The 2-year randomized, double-blind trial found that lipoic acid, an inexpensive small molecule oral antioxidant, demonstrated “a significant reduction in whole brain atrophy, a trend towards beneficial effects on walking speed and reduction in falls, and overall safety and tolerability,” Rebecca I. Spain, MD, MSPH, of the VA Portland Health Care System and Oregon Health & Science University, Portland, OR, and colleagues reported.
The study randomized 54 patients with secondary progressive MS to either placebo or lipoic acid 1200mg/day. Of these subjects, 51 took at least 1 dose and were included in the analysis, 24 in the placebo group and 27 in the lipoic acid group.
Reduction in MRI whole brain atrophy was the primary outcome. “Secondary outcomes included atrophy of brain substructures, spinal cord atrophy, retinal and macular atrophy, changes in neurological exam, walking, cognition, fatigue, and quality of life,” they noted.

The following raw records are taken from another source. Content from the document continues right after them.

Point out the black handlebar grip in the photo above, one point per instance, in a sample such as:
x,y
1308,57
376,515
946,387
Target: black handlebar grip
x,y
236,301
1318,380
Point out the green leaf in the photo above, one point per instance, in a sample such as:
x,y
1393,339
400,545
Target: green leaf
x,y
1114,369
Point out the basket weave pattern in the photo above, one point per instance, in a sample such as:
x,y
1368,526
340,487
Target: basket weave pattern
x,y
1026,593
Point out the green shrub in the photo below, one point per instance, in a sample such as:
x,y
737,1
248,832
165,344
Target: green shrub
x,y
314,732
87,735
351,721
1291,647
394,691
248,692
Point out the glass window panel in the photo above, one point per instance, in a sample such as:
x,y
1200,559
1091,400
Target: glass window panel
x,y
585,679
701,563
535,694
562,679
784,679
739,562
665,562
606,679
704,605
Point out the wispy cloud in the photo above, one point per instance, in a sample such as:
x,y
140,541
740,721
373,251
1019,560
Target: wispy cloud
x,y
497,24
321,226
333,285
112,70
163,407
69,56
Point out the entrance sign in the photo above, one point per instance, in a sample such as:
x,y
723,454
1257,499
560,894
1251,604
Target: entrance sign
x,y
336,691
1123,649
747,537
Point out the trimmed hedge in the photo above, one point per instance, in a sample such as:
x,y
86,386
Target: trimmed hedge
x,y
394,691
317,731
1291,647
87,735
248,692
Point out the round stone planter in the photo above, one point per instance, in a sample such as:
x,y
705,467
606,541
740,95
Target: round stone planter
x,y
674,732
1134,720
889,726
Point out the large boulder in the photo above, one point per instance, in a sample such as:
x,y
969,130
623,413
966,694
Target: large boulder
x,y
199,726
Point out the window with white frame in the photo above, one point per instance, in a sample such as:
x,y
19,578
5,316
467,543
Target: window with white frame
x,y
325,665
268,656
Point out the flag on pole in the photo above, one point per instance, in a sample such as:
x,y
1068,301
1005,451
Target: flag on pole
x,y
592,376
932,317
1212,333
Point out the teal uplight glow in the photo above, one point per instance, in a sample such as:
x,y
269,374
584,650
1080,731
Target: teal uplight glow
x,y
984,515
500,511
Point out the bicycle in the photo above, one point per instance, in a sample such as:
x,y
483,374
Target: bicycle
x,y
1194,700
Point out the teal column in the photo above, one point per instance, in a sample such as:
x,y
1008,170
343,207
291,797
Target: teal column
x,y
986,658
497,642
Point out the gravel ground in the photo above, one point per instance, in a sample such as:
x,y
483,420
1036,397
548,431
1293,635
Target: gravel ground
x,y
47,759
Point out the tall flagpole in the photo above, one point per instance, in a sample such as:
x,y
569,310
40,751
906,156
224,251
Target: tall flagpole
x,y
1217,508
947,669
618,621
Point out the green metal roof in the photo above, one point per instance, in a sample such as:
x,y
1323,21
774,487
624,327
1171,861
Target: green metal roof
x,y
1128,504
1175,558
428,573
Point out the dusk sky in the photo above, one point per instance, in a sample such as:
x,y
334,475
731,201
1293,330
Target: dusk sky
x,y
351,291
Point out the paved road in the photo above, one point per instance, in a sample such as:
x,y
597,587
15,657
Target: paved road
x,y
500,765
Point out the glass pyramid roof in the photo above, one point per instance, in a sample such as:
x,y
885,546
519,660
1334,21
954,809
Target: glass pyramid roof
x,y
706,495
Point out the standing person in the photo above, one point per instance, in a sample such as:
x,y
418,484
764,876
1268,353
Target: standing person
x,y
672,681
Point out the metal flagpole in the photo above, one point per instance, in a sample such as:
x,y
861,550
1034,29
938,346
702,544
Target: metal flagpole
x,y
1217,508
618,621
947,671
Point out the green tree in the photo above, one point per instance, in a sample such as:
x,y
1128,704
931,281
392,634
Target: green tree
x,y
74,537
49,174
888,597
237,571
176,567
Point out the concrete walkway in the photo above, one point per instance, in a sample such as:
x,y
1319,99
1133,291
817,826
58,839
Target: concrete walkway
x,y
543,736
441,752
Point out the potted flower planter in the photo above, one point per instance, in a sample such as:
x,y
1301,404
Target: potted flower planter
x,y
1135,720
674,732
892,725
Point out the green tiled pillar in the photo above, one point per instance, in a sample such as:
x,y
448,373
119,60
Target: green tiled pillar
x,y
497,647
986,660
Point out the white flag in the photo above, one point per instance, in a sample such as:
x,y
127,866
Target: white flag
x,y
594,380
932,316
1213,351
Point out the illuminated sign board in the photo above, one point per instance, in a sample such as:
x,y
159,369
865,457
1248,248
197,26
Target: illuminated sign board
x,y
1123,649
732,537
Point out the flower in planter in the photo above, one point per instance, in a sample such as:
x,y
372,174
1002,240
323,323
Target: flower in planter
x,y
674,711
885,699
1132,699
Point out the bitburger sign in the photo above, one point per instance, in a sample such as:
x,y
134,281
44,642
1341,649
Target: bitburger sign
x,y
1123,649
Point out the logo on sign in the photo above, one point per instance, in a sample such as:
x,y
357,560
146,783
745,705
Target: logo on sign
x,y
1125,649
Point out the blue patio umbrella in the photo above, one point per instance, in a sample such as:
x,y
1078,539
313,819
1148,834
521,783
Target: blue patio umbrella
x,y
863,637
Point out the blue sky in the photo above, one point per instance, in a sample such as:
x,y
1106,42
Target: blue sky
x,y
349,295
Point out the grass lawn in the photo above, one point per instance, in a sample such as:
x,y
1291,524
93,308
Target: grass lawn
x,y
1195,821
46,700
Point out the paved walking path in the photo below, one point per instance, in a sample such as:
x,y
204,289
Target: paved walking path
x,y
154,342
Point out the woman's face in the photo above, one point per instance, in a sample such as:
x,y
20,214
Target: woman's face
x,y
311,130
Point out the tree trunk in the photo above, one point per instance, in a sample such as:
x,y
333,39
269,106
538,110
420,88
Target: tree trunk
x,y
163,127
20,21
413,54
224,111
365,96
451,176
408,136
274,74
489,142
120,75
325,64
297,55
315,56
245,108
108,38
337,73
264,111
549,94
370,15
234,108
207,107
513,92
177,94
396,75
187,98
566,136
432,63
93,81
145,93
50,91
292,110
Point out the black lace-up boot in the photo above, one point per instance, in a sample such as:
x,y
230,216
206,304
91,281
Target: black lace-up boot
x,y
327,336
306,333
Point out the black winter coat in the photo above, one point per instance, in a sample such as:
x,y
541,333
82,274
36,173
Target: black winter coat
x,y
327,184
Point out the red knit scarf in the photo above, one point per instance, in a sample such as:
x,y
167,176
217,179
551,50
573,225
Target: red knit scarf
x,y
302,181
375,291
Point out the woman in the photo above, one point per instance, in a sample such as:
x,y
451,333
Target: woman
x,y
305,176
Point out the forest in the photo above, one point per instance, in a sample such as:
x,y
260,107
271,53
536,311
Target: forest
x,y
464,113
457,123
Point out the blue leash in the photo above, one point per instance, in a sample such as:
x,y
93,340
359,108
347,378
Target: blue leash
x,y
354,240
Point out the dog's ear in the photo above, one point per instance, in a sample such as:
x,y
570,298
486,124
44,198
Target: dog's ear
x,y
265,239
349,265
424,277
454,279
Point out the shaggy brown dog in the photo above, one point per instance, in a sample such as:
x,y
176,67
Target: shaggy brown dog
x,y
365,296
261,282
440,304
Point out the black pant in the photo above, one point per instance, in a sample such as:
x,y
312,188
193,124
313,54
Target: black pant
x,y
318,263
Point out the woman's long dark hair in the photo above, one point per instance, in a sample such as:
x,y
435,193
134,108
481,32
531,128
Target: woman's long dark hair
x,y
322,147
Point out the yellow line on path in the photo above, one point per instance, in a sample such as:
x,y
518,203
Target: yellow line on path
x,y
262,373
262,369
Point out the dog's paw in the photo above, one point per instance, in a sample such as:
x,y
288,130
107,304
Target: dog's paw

Average age was 57.9 ± 6.7 years in the lipoic acid group and 59.7 ± 6.1 years in the placebo group; 59% and 63%, respectively, were female, and, in both groups, 96% were Caucasian. Average disease duration was 30.9 ± 9.3 years with a median EDSS of 5.5 (3.0–8.0) in the lipoic acid group; in the placebo group, disease duration was 29.1 ± 9.9 years with a median EDSS of 6 (3.0–9.0).
The adverse event that occurred at a significantly higher rate in the lipoic acid group was gastrointestinal disorders (21% vs. 6% in the placebo group; P=0.007); specifically, gastrointestinal upset (17% vs. 3%; P=0.004). Injury from falls was significantly higher in the placebo group, 38%, compared with 15% in the lipoic acid group (P=0.03).
Lipoic acid “is found in trace quantities in foods like liver, spinach, and yeast,” Dr. Spain noted; however, “the major source is endogenous synthesis. The lipoic acid/dihydrolipoic acid redox couple is a key co-factor for pyruvate dehydrogenase in mitochondria, which may relate to its mechanism of action in MS,” she added.
In a mouse model of MS—experimental autoimmune encephalomyelitis—lipoic acid has been shown to decrease inflammation as well as optic and spinal cord atrophy.
“A larger trial is necessary to confirm the effects of brain atrophy, determine the clinical benefits, and further affirm the safety of lipoic acid in the progressive MS population,” the investigators concluded.